Field day topics addressed the challenging realities of growing cotton in California today, with information on precision agriculture, variety selection, crop rotations, irrigation and pest management, and overall strategies for reducing input costs and cotton more efficiently and more profitably in the Central Valley.

UC IPM Farm Advisor Pete Goodell detailed how changing crop patterns are impacting traditional integrated pest management in Valley cotton.

“One of the things we are now really looking at is whether the IPM system we have developed in cotton is dependent on or independent of the changing landscape in the San Joaquin Valley,” Goodell said.

Lygus in particular were challenging for West Side cotton growers this summer as increased safflower acreage in neighboring fields dramatically increased lygus pest pressures in cotton.

Growers in recent years have been able to manage their cotton crop with two to three insecticide applications a year, thanks in large part to the IPM program developed when cotton dominated the Valley. But with new crops providing additional hosts for lygus and other pests, that is changing.

Today cotton is almost a footnote to other field, row and permanent crops and growers as a result need to manage pests — specifically lygus — from “outside the field,” Goodell said.

“The community has to manage the IPM landscape. This is a community problem and it’s going to require a community solution.”

The UC is currently participating in a four-year, multi-state project looking at the movement of lygus in the ecosystem in the Western U.S.

Goodell said researchers hope to learn the impact of host crops such as seed alfalfa and safflower on the migration and population density of lygus in secondary crops including cotton. The role of other neighboring crops, such as almonds, that might act as a shelter for lygus as they migrate into cotton from nearby host crops, is also being looked at.

UC Extension Specialist Jeff Mitchell shared recent work on using conservation tillage with and without planted cover crops of triticale, vetch and rye to reduce tillage in cotton and tomato crop rotations.

In his most recent trial, canning tomatoes are transplanted into non-tilled cotton fields that have been shredded but otherwise not cultivated. Mitchell said growers are learning better how to establish cotton crops in no-till environments and plant back into existing tomato beds.

The key to success, he said, is to plant into adequate moisture and use starter fertilizer to help establish the crop.

Researchers at the station are also conducting trials on various irrigation strategies to assess and establish guidelines for irrigating Pima and Acala cotton under new water realities, said Fresno County UC Cooperative Extension Farm Advisor Dan Munk.
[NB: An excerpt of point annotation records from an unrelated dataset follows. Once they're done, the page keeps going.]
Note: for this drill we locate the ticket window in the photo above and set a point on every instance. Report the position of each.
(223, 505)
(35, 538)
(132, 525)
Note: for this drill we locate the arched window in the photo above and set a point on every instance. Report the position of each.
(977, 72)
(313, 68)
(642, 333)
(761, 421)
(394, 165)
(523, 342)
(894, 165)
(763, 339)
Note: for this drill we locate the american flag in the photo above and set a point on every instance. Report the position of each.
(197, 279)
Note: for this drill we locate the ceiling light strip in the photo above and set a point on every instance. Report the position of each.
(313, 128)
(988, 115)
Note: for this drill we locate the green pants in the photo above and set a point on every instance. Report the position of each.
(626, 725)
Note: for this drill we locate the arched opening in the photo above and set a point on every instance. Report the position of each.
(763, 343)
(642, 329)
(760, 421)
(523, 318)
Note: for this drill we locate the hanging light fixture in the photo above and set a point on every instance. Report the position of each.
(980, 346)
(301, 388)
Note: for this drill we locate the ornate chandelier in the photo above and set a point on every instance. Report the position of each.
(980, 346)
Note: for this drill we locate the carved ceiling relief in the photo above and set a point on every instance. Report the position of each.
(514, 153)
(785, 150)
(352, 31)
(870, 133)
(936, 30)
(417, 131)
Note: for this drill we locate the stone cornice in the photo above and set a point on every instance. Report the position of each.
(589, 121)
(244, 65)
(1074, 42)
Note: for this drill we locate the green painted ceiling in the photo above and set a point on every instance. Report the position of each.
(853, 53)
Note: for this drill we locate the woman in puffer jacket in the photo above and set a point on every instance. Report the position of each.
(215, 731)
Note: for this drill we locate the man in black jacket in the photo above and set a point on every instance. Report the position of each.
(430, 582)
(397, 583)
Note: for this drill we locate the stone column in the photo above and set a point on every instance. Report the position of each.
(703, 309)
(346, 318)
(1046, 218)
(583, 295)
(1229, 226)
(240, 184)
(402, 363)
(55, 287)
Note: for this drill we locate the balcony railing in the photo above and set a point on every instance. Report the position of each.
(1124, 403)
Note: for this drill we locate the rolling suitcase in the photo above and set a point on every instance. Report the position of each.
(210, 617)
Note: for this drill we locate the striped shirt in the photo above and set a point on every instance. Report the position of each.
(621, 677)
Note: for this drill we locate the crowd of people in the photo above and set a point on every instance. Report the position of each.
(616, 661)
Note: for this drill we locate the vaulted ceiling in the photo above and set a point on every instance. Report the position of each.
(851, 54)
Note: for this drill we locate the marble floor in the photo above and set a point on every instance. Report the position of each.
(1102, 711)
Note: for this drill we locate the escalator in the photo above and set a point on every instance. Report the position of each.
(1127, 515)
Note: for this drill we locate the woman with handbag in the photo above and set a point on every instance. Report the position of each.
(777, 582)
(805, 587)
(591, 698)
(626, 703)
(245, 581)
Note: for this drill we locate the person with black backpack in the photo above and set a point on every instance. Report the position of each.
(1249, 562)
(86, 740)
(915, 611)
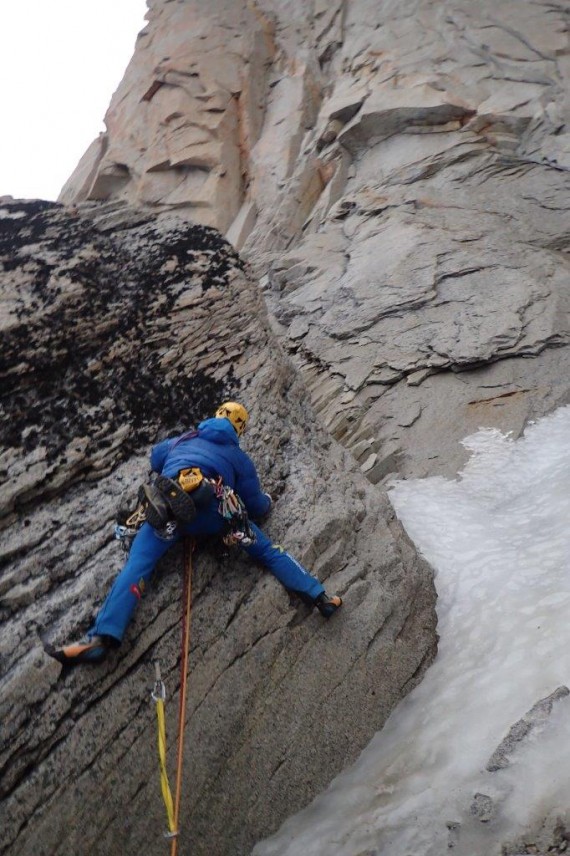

Now in its third year, the irrigation study is looking at the difference in yield and water use between drip irrigation, deficit irrigation and full irrigation on a number of determinant and indeterminant varieties.

Similarly, UC Statewide Cotton Specialist Bob Hutmacher said the UC is re-examining nitrogen recommendations for cotton given rising fertilizer costs and diminishing returns for cotton.

Based on new scenarios for growing cotton, Hutmacher said growers might be able to reduce nitrogen applications from previously recommended levels. Previous studies on nitrogen management focused exclusively on Acala varieties in the San Joaquin Valley and also did not account for newer rotational crop patterns.

“Under quite a few different rotations, such as lettuce or others, there may be opportunities to back down on N applications without impacting cotton yields,” Hutmacher said.

He recommended growers base their N applications on preplant soil nitrate nitrogen (NO3-N) levels. If the top 2 feet of the soil profile has less than 55 pounds residual nitrate-nitrogen, Hutmacher suggested growers apply 150 to 175 pounds preplant N. For levels between 55 and 100 pounds residual nitrate N, apply 100 to 125 pounds per acre, and for residual levels above 100 pounds, limit preplant nitrate-N applications to less than 75 pounds per acre.

In any case, Hutmacher said, UC trials do not show favorable yield responses with higher N applications above 200 pounds per acre and in some cases high nitrogen applications can actually hurt yields.

Hutmacher noted it is important growers consider yield potential, variety and other variables to determine whether they should fertilizer at the high or low end of the range, and also implement split applications or other methods to minimize N losses through leaching or runoff.